You did not want to go there so you did everything possible to prove that your distrust was wrong. Why? Because you love your spouse that much even as you go thru dealing with infidelity you still care for them.
So what’s the next move? Right now the decision is in your hands. You still have not confronted your spouse about what you actually know. They on the other hand are feeling good about their ability to hide the affair.
Whether you want to get a divorce is still a decision that is very much up in the air. Indeed you have not really gotten that far. in dealing with
However dealing with infidelity has gotten you to at least one point and that is you have a strong urge to confront not only your spouse but the person they are cheating with.

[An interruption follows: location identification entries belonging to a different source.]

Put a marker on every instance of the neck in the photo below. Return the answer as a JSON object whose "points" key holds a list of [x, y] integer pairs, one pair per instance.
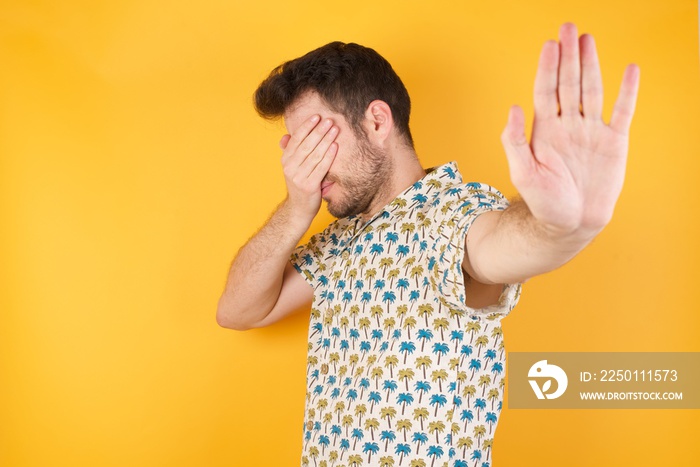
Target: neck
{"points": [[406, 170]]}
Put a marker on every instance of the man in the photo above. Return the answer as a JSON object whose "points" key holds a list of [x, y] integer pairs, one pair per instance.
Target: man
{"points": [[407, 288]]}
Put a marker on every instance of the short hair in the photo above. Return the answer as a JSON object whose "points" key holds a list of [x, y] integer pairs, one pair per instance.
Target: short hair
{"points": [[346, 76]]}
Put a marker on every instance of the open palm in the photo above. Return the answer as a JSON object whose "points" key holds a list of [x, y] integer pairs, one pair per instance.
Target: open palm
{"points": [[571, 173]]}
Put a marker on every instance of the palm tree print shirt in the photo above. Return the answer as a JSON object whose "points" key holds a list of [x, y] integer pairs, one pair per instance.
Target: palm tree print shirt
{"points": [[400, 371]]}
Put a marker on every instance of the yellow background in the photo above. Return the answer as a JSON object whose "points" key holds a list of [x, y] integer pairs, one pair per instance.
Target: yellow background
{"points": [[133, 167]]}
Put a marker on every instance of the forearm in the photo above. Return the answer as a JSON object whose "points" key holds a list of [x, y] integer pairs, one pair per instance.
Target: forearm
{"points": [[256, 275], [512, 246]]}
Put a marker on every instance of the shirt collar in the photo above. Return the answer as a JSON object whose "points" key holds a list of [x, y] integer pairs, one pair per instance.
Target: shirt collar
{"points": [[426, 189]]}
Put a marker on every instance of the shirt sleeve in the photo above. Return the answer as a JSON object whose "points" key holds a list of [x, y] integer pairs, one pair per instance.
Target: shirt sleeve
{"points": [[458, 211]]}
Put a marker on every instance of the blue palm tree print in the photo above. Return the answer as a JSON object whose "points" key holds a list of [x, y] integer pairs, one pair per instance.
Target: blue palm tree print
{"points": [[394, 351]]}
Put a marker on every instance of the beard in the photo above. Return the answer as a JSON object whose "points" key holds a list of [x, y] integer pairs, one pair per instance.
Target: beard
{"points": [[366, 181]]}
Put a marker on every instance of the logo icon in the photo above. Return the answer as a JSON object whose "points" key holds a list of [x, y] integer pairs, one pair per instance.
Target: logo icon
{"points": [[542, 370]]}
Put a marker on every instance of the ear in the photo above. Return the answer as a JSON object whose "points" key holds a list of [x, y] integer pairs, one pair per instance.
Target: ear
{"points": [[379, 122]]}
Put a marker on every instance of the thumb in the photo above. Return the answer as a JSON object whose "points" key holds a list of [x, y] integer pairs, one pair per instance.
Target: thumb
{"points": [[518, 152]]}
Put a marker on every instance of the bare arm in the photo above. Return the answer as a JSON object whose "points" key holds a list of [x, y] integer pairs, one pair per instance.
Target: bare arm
{"points": [[570, 175], [263, 287]]}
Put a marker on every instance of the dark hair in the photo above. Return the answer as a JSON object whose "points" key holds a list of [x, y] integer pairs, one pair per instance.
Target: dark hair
{"points": [[346, 76]]}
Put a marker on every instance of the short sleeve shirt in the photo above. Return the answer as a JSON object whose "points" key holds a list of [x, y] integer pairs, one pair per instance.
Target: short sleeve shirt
{"points": [[399, 368]]}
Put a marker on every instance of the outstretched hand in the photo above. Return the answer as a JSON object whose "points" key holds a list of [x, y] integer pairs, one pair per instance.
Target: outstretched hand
{"points": [[571, 173]]}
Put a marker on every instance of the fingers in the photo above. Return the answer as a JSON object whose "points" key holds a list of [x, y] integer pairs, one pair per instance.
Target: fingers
{"points": [[303, 131], [319, 153], [284, 141], [308, 154], [518, 152], [591, 81], [546, 104], [626, 101], [569, 72], [305, 140]]}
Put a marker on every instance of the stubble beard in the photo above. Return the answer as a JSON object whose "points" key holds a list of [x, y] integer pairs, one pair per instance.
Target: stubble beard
{"points": [[366, 181]]}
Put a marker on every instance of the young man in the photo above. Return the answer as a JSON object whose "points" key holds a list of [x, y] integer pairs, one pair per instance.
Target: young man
{"points": [[408, 286]]}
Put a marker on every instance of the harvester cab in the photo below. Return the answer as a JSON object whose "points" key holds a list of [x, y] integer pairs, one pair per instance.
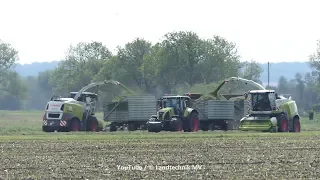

That’s your right of course but go slow and mull over a few things first.
1. Control
Easier said than done right? You have every justification to be angry but try to remain calm when you have the face to face encounter. Your spouse and the other person are calculating that if you do find out (they still don’t know that you know) that you will be an emotional basket case. Don’t give them what they expect throw them off balance by staying in control of the situation as well as your emotions.
2. Their Response
This is one of those heavy gray areas when dealing with infidelity. Their reaction can range anywhere from fear to resentment. You expect the fear but what’s up with the anger? It all comes down to you finding out something you were not supposed to find out. From their perspective it’s almost like saying how dare you? Their response can hurt you even worst than you feel or trigger a severe reaction which you want to avoid in every way shape and form.